I agree that this administration has taken a huge dump on the constitution, but that's a completely separate issue.

We can be angry that this what's happening, and adamant that scientists and experts should be making these decisions, but the people elected a Congress and President that wants to go another way, and that's how our system of government is set up.

We'll have to do better this November and in 2028 if we want to change things.

It's never a valid argument to say that we should ignore the law in one context because someone isn't following the law in a completely different context.

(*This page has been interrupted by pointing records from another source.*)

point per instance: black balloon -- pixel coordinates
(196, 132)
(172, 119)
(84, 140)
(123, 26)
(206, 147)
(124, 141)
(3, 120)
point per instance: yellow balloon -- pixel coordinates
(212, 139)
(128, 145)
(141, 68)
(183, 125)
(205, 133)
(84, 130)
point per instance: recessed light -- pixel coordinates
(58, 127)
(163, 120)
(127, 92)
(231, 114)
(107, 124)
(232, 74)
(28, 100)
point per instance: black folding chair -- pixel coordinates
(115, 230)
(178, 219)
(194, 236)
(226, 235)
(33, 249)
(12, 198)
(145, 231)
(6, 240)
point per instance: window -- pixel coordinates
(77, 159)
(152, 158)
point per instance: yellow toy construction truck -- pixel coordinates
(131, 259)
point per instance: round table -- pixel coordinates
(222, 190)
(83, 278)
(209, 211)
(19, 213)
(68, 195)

The question of whether scientists should have independence from the political system in deciding how to spend taxpayer funds is one that can be answered entirely starting from the principles of our republican government, without any consideration of what else the current administration may or may not be doing.

It seems like your argument is proving way too much. If next President announces that he feels rural hospitals are an inefficient use of resources, and so all residency programs outside of major metro areas are cancelled, would you accept that as a legitimate use of funding discretion? To me it would sound like an obvious campaign of retribution against groups he finds it politically convenient to punish. (A campaign of retribution I will happily support, if Trump gets away with things like this - but I'd prefer to avoid going down that road!)
I mean, if that's what the law allows, then sure, that would be a valid thing for the next president to do. It would be bad for the country to do so, but plenty of things that are bad for the country are legal for the government to do.

We'd have no choice but to accept that as a legitimate use of funding discretion, assuming that actually is the case (I don't know the law related to this, so I can't say). We can be upset at that decision, but we'd still have to accept it as legitimate.

Insofar as this is true, it only illustrates how illegitimate the system is.